As Ramsay observed how attentive she was, without being weakly sycophantic or deferential, Ramsay recognised that this woman was a better fit for Father than timid, fat Walda. What a waste of blubber she had been. Ramsay should have skinned her and boiled down her fat for lamp oil. Alas, he’d fed her to his bitches before the thought ever crossed his mind. It was a shame that quick decisions were necessary in times of war, but one could not be expected to think of everything.
The dinner progressed as they so often did when he was a boy, with Father leading the conversation in that quiet, contained voice of his. Talking about grain, wax shortages from the lack of bees in winter, and the recent death of Lord Whitehill. Ramsay followed Dom’s lead in false sympathy for their bannerman, smirking when Dom rolled his eyes as soon as Father’s head turned. Neither of them cared what men on their land lived or died, as long as they didn’t make any trouble. A peaceful land, a quiet people: that was Father’s motto. Ramsay certainly didn’t agree with all of that sentiment: he preferred screaming, sobbing people.
After they were done with their five courses, Ramsay alighted the table quickly, but not so quick as to escape Father’s unwanted eye.
“You will stay,” Father glared at Ramsay, before settling his cold smile upon his mysterious wife, as she gave him a questioning look.
Lady Gwyn kissed Roose upon his cheek before taking her leave, Ramsay pleading silently with Dom for support, but his brother offered him a commiserating look, the kind that would look fitting accompanied by a shrug claiming inability.
“You were rude to your…. Companion, this evening,” Father stated blandly, once the hall was empty.
Ramsay shrugged, trying to affect an uninterested air.

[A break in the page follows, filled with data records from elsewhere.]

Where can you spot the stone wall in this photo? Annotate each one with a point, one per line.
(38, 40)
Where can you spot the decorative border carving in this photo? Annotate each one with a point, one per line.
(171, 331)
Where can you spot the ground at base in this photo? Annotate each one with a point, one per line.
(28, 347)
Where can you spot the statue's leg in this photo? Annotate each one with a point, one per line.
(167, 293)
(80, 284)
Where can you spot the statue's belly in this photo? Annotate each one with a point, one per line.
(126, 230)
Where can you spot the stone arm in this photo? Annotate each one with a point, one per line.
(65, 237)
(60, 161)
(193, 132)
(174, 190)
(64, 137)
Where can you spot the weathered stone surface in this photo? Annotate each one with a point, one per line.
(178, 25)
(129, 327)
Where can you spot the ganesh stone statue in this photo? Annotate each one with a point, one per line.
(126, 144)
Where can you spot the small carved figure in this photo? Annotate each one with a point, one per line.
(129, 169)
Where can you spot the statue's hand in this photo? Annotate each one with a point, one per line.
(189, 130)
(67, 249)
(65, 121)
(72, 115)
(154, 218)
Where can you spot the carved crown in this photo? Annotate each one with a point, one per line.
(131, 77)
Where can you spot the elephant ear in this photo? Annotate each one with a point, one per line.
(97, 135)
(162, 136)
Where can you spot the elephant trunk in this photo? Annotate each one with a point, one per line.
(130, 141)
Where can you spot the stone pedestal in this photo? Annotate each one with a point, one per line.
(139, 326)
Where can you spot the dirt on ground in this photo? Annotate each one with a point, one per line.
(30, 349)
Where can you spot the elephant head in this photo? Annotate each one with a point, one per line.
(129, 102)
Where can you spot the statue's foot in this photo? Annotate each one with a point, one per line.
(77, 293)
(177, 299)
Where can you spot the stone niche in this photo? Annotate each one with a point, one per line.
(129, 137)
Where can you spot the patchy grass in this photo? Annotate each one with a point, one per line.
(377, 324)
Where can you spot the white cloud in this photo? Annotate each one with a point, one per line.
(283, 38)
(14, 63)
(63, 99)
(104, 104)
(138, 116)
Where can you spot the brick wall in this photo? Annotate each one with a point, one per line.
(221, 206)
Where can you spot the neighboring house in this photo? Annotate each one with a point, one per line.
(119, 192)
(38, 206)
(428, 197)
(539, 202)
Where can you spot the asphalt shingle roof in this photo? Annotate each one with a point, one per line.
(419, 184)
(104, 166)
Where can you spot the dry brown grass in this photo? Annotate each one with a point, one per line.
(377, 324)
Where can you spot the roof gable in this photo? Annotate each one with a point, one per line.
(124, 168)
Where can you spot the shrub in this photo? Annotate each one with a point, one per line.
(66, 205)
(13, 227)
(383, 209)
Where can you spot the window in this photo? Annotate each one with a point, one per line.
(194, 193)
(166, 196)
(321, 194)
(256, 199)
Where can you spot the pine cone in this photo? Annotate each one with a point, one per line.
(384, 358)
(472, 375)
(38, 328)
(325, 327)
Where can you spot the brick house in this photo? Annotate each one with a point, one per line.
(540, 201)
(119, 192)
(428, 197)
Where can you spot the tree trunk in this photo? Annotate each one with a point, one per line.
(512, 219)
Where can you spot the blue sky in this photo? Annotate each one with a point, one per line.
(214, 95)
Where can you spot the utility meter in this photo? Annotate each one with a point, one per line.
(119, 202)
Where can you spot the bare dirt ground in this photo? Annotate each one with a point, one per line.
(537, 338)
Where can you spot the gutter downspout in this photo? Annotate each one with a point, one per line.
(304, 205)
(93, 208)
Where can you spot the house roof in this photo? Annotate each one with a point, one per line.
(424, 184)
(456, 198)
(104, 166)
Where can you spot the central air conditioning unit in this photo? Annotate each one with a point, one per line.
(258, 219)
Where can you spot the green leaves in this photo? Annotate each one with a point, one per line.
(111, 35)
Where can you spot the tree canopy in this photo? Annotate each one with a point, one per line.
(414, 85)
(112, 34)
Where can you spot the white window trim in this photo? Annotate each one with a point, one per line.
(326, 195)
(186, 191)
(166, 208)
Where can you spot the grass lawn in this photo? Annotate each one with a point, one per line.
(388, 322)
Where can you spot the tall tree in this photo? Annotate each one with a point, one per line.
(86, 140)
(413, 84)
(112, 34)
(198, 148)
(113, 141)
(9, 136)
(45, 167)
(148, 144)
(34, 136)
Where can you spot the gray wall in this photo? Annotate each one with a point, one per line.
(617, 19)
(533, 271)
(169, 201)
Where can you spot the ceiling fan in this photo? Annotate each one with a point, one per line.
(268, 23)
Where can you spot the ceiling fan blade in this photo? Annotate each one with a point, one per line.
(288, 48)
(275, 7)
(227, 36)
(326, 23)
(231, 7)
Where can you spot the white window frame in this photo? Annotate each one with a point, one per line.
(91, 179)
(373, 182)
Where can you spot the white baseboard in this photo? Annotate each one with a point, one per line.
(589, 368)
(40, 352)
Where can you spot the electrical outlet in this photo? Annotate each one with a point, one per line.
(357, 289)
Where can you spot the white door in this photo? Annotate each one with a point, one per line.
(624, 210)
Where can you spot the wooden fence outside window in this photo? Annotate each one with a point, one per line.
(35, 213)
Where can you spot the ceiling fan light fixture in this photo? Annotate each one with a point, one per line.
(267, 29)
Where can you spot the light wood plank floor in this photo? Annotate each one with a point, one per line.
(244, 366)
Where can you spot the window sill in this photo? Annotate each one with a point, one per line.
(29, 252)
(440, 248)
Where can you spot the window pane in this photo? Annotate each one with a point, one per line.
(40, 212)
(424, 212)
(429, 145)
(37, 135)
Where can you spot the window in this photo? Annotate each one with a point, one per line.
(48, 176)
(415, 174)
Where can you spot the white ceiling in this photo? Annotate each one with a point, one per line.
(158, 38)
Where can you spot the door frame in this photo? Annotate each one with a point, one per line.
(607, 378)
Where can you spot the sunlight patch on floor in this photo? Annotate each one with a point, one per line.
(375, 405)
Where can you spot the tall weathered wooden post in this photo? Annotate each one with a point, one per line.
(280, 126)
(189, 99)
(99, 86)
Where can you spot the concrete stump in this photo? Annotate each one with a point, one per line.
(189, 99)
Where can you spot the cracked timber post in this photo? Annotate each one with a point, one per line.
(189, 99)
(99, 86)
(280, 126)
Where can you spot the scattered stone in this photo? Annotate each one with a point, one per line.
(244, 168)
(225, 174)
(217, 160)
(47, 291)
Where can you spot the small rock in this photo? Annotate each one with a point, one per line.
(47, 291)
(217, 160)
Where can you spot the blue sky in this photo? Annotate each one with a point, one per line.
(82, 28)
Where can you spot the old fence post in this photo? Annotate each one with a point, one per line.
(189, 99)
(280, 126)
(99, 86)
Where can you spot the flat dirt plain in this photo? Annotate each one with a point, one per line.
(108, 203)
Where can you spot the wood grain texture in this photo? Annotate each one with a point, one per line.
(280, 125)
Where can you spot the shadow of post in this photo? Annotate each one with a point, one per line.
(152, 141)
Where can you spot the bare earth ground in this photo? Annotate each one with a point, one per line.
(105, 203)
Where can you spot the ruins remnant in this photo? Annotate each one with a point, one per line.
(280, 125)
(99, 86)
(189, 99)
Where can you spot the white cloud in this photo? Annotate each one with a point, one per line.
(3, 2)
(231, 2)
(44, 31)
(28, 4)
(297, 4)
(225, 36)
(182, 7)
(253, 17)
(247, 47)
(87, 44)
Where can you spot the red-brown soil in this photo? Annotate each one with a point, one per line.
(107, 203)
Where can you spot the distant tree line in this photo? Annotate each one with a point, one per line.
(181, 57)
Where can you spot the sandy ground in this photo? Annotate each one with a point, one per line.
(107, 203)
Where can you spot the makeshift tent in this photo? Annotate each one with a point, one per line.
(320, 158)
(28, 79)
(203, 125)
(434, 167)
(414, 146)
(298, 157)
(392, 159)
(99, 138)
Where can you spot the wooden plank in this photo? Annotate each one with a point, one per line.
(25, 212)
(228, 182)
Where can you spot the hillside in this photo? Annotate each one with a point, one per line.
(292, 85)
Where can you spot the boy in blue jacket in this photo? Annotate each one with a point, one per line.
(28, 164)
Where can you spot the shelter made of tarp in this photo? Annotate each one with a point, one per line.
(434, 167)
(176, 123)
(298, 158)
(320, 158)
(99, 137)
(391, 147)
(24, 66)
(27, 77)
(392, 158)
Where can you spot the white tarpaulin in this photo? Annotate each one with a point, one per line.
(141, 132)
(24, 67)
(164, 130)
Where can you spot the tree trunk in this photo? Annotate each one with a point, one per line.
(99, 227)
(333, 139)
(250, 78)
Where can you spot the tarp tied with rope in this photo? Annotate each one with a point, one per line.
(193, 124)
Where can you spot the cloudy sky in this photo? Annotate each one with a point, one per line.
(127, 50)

He highly doubted Father wanted to hear any sordid details, but his heart pounded, being so close to a man he had murdered once.
“Growing bored of him at last, I see,” Father said, infuriatingly condescending. “Well, it was inevitable.”
Ramsay said not a word. He wasn’t sure what he felt for his strange new follower, but already his father’s dismissal was infuriating. The boy had been nothing but dotingly sweet toward Ramsay, if maddeningly disrespectful.
“I will not have it,” Roose hissed suddenly, “Set him aside as your whore, if you wish. But I will not have you disparage a worthy member of this household, nor humiliate a loyal man - of which there are too few in this life. You will apologise, and woe betide if we lose his skills as a teacher to your feeble-minded son.”
Ramsay bristled at that. He now had confirmation that Myranda’s child was his own, and he was sure no boy of his was feeble in anything. And Ramsay was surprised to find himself suddenly furious at Father calling his young man a whore.
It’s acceptable when I do it, because he is so evidently mine, he glowered possessively. Ramsay opened his mouth to argue on behalf of his son, but one icy look from his Father stemmed his tongue.
“I do not wish to hear it. Do as I bid.”
Recognising the dismissal, Ramsay gritted his teeth and stomped out of the hall, stalking to his rooms, fury bubbling and blistering on his skin.